To pre-finance purchases from farmers, licensed buyers have borrowed heavily from banks, with total debts estimated at 7–8 billion cedis ($650–$750 million) to financial institutions and an additional $205–$234 million owed directly to farmers. “Interest keeps piling up,” said Samuel Adimado, president of the Licensed Cocoa Buyers Association.
So far this season, buyers have delivered around 580,000 metric tonnes of beans to the Ghana Cocoa Board (Cocobod), while another 70,000 tonnes remain unharvested. The recent cut in the farmgate price to $3,580 per tonne will affect roughly 100,000 tonnes, part of efforts to make Ghanaian cocoa more competitive after earlier high prices left stock unsold.

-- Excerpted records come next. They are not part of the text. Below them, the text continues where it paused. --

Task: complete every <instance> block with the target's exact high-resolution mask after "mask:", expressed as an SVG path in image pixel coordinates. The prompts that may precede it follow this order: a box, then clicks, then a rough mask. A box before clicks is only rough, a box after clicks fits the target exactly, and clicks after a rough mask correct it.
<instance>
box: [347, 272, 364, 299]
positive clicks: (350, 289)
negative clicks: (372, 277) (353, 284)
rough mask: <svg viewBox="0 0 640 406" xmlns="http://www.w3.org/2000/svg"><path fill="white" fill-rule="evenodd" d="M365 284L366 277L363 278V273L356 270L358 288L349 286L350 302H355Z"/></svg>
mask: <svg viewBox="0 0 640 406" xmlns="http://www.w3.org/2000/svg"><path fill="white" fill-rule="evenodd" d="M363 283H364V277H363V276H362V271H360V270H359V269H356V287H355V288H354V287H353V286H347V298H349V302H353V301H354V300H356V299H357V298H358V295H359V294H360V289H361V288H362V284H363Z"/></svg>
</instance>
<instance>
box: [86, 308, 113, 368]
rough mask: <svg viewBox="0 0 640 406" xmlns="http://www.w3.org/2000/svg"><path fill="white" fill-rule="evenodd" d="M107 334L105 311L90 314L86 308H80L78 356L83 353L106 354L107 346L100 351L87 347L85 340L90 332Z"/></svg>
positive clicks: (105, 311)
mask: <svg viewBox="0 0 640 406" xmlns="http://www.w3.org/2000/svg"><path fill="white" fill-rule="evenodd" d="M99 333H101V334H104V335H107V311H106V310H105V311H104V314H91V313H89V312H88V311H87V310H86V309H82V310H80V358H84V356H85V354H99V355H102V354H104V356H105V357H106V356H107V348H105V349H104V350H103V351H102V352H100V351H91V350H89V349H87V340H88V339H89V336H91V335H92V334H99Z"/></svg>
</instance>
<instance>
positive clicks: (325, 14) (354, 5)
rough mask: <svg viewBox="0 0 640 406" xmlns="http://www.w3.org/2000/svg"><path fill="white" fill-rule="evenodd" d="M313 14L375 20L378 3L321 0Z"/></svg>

Government interventions include the mid-February 2026 price adjustment and plans for a new domestic cocoa financing scheme, potentially through cocoa bonds, aimed at easing cash flow pressures. Adimado noted that part of the debt buildup stems from Cocobod diverting funds to non-core activities such as road construction.
The banking sector is feeling the strain, with some loans restructured and potential losses looming. John Awuah, CEO of the Ghana Association of Banks, said the financial system remains resilient but requires careful oversight to align with Ghana’s IMF programme.

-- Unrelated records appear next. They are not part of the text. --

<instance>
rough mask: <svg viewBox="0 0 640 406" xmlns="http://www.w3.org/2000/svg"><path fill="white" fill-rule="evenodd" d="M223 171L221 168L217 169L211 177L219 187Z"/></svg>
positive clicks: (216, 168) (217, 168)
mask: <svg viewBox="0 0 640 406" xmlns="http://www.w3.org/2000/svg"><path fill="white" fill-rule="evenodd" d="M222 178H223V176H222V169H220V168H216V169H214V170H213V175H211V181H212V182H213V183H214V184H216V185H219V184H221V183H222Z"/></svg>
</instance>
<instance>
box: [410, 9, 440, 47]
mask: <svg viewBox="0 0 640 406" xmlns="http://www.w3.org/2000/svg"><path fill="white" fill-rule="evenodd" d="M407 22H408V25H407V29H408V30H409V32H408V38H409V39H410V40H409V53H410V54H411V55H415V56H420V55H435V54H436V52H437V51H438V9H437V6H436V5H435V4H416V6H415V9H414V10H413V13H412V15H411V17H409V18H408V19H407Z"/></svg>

These challenges are rooted in broader issues, including the 2023 Domestic Debt Exchange Programme, which converted short-term instruments like Cocobod cocoa bills into longer-dated bonds at lower rates, reducing bank capital and contributing to sector stress.
The crisis underscores the need for stronger financial discipline at Cocobod and better alignment with global market realities to protect Ghana’s cocoa industry and the smallholder farmers who rely on it.